Resilienz-Kritiker befürchten, dass gesellschaftliche Probleme auf den Einzelnen abgeladen werden. Mann oder Frau soll sich bitte optimieren und noch stärker und leistungsfähiger werden.

Precht: Dahin führt es witziger Weise gerade nicht. Ich schule Resilienz auch in Unternehmen und ganz häufig ist die Folge eben nicht, dass die Mitarbeiter noch mehr Überstunden klopfen. Sondern sie gehen plötzlich auf 80 Prozent, weil sie merken, sie möchten mehr Zeit für ihre Kinder haben.

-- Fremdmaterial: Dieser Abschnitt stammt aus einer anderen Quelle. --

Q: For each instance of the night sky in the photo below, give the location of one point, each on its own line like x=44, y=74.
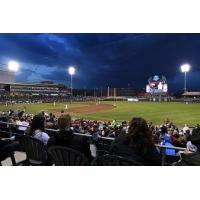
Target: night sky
x=101, y=60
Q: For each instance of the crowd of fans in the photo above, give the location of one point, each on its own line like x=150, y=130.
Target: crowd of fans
x=136, y=139
x=11, y=100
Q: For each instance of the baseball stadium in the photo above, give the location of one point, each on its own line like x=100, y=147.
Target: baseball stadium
x=48, y=123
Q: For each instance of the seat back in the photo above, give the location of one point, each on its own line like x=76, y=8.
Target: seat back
x=113, y=160
x=36, y=151
x=64, y=156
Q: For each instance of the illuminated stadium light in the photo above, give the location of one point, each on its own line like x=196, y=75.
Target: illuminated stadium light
x=13, y=66
x=71, y=70
x=185, y=68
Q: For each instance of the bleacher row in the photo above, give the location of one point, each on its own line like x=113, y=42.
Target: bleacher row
x=38, y=154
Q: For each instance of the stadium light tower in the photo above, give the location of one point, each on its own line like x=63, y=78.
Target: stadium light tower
x=185, y=68
x=71, y=71
x=13, y=66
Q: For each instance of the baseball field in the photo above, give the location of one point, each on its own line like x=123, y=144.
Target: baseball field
x=179, y=113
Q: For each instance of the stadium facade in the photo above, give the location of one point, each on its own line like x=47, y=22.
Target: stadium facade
x=8, y=86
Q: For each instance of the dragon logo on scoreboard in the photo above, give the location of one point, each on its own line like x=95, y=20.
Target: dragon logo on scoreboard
x=157, y=85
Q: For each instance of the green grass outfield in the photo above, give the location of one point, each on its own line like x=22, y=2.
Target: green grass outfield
x=179, y=113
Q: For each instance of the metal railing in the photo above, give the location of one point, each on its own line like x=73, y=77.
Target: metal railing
x=163, y=148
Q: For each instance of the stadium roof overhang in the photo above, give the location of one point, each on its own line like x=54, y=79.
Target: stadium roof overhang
x=30, y=84
x=191, y=94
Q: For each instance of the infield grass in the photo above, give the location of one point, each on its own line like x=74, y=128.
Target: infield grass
x=179, y=113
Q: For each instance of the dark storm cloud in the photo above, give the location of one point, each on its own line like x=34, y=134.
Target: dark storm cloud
x=116, y=60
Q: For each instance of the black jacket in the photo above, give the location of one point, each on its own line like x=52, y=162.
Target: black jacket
x=69, y=139
x=151, y=158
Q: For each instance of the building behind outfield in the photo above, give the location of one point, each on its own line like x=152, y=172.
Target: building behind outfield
x=8, y=85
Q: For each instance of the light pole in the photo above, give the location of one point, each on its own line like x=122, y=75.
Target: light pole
x=185, y=68
x=71, y=71
x=12, y=66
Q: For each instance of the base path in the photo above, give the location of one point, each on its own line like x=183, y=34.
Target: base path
x=86, y=109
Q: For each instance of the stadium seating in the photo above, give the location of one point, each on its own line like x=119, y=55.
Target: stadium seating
x=64, y=156
x=36, y=151
x=113, y=160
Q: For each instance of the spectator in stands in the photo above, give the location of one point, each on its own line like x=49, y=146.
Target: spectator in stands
x=66, y=137
x=185, y=128
x=190, y=147
x=137, y=144
x=6, y=147
x=38, y=127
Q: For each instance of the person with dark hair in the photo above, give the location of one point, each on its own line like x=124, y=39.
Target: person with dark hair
x=137, y=144
x=38, y=127
x=66, y=137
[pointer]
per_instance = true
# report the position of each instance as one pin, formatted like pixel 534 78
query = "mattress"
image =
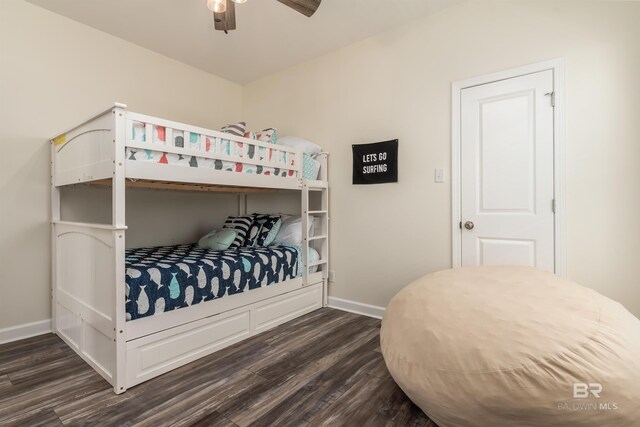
pixel 310 166
pixel 166 278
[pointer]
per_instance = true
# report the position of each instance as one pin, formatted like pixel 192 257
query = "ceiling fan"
pixel 224 11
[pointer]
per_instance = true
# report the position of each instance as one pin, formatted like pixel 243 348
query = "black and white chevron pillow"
pixel 241 225
pixel 260 228
pixel 237 129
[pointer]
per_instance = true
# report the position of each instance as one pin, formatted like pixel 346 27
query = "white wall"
pixel 55 72
pixel 398 85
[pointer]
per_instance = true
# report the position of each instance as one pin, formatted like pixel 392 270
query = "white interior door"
pixel 507 172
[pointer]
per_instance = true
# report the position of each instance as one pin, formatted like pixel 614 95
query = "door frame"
pixel 557 66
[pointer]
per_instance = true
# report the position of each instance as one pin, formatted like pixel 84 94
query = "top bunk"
pixel 156 153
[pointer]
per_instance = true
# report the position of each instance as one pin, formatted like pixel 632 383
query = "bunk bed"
pixel 123 149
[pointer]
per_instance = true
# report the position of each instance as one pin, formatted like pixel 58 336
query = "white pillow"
pixel 306 146
pixel 291 230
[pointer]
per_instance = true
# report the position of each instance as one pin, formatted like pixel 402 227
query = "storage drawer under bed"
pixel 155 354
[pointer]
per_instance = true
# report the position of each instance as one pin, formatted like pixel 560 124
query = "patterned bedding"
pixel 310 165
pixel 166 278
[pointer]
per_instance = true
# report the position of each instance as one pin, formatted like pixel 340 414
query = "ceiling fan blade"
pixel 226 21
pixel 306 7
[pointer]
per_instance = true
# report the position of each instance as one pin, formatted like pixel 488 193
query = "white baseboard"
pixel 356 307
pixel 15 333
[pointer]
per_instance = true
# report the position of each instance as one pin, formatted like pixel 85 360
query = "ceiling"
pixel 270 36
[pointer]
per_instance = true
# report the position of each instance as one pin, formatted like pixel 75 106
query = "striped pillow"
pixel 237 129
pixel 241 225
pixel 259 234
pixel 268 135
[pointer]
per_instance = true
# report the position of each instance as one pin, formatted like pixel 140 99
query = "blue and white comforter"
pixel 166 278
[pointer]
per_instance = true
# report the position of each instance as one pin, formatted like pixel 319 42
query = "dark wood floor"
pixel 322 369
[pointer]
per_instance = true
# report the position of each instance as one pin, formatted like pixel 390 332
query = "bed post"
pixel 55 216
pixel 242 204
pixel 304 196
pixel 118 220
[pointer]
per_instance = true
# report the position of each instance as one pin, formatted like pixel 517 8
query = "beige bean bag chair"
pixel 513 346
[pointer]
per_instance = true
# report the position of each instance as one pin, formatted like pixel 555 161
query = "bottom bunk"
pixel 183 302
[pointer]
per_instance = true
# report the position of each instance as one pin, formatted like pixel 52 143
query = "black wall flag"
pixel 375 163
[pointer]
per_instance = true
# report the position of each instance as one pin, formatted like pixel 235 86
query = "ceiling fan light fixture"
pixel 217 6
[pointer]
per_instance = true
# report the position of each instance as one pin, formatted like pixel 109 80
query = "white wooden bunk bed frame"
pixel 88 264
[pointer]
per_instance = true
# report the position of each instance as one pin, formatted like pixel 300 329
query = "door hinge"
pixel 552 98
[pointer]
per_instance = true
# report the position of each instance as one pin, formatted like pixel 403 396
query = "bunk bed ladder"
pixel 320 237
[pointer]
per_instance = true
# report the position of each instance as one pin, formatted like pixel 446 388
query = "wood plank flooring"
pixel 324 368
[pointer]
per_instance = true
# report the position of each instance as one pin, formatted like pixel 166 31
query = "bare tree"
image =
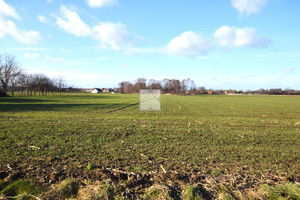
pixel 9 70
pixel 140 84
pixel 60 83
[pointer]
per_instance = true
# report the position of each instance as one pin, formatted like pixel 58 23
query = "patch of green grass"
pixel 208 132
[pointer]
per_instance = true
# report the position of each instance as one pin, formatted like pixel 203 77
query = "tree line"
pixel 170 86
pixel 13 78
pixel 188 87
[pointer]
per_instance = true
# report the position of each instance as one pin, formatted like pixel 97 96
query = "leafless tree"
pixel 140 84
pixel 9 71
pixel 60 83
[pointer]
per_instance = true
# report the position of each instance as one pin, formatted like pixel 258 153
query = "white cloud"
pixel 71 22
pixel 250 81
pixel 54 60
pixel 101 3
pixel 188 44
pixel 248 6
pixel 232 36
pixel 42 19
pixel 7 10
pixel 288 70
pixel 8 27
pixel 26 37
pixel 112 34
pixel 31 55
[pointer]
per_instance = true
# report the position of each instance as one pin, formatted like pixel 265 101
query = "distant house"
pixel 96 90
pixel 209 92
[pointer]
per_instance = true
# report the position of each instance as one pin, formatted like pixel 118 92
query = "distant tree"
pixel 154 84
pixel 140 84
pixel 122 86
pixel 201 90
pixel 60 83
pixel 9 71
pixel 129 88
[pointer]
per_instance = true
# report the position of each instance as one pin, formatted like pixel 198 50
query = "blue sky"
pixel 221 44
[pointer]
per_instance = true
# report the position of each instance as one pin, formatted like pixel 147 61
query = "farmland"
pixel 250 140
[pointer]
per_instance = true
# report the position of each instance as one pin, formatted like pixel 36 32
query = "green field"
pixel 215 136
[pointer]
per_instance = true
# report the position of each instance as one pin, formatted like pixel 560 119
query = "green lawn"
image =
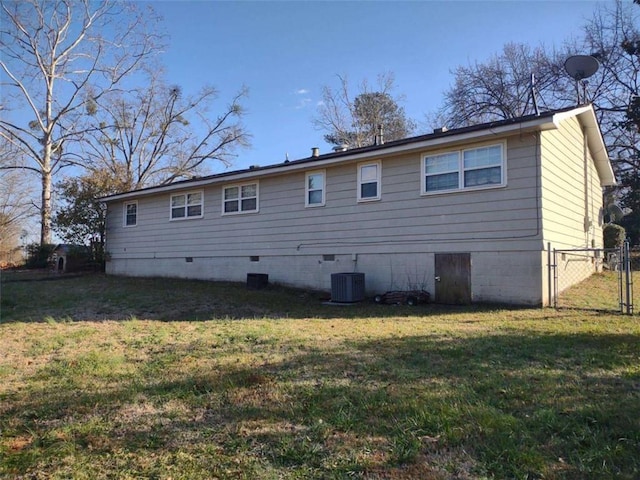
pixel 104 377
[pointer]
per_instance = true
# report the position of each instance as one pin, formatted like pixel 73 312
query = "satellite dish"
pixel 580 67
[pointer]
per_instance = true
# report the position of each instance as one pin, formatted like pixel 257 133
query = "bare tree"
pixel 15 202
pixel 501 87
pixel 155 135
pixel 354 121
pixel 59 58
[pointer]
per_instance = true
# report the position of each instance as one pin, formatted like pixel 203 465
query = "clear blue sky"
pixel 284 52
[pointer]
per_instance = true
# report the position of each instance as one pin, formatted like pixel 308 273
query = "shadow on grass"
pixel 503 405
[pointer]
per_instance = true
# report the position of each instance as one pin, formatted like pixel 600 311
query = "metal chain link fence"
pixel 593 279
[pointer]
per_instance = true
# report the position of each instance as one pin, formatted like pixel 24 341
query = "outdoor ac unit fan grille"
pixel 347 287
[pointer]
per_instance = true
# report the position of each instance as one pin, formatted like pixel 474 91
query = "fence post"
pixel 549 287
pixel 627 278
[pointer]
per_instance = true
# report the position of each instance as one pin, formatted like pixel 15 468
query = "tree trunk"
pixel 45 201
pixel 45 209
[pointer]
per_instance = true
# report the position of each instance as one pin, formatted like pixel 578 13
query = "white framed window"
pixel 130 214
pixel 240 199
pixel 187 205
pixel 315 184
pixel 369 181
pixel 468 169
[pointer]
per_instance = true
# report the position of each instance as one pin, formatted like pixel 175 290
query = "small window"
pixel 464 169
pixel 131 214
pixel 240 199
pixel 314 189
pixel 186 205
pixel 369 181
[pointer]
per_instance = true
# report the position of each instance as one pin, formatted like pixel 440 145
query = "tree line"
pixel 89 75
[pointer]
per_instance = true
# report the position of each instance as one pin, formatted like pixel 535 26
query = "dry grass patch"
pixel 302 390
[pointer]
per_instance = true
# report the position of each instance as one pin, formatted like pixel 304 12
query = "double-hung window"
pixel 481 167
pixel 186 205
pixel 130 214
pixel 315 188
pixel 369 183
pixel 240 198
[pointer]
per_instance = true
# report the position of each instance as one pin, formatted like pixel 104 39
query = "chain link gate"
pixel 604 274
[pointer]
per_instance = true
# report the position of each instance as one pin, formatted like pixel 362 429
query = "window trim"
pixel 186 205
pixel 240 198
pixel 378 165
pixel 461 170
pixel 125 214
pixel 307 204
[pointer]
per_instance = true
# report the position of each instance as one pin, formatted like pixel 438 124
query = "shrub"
pixel 38 255
pixel 614 235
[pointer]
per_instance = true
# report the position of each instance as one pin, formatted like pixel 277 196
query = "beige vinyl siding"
pixel 571 203
pixel 392 240
pixel 402 220
pixel 571 190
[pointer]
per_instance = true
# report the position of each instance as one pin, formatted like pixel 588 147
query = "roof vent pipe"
pixel 379 139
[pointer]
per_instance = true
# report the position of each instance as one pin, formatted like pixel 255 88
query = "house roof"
pixel 544 121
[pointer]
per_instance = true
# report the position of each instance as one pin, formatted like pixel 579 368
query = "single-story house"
pixel 467 214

Sie klappen den Laptop früher zu, weil sie merken, ich kann jetzt eh nicht mehr denken. Und Menschen, die resilienter werden, werden eher ein bisschen unbequemer für ihre Umgebung und sagen öfter mal nein. Gerade bei Frauen erlebe ich das. Man darf Resilienz nicht mit Stressresistenz verwechseln. Wenn ich sage, ich mache mich stressresistenter, dann ist das Ziel, dass ich noch mehr schaffen kann und dann ist die Kritik angemessen. Wenn ich sage, ich werde resilient, dann werde ich zwar belastbarer, aber ich werde viel klarer in den Vorstellungen, was für mich gut ist. Und ich bin am Ende gesünder, besser drauf und nicht ausgebrannt.

Frau Precht, vielen Dank für das Gespräch.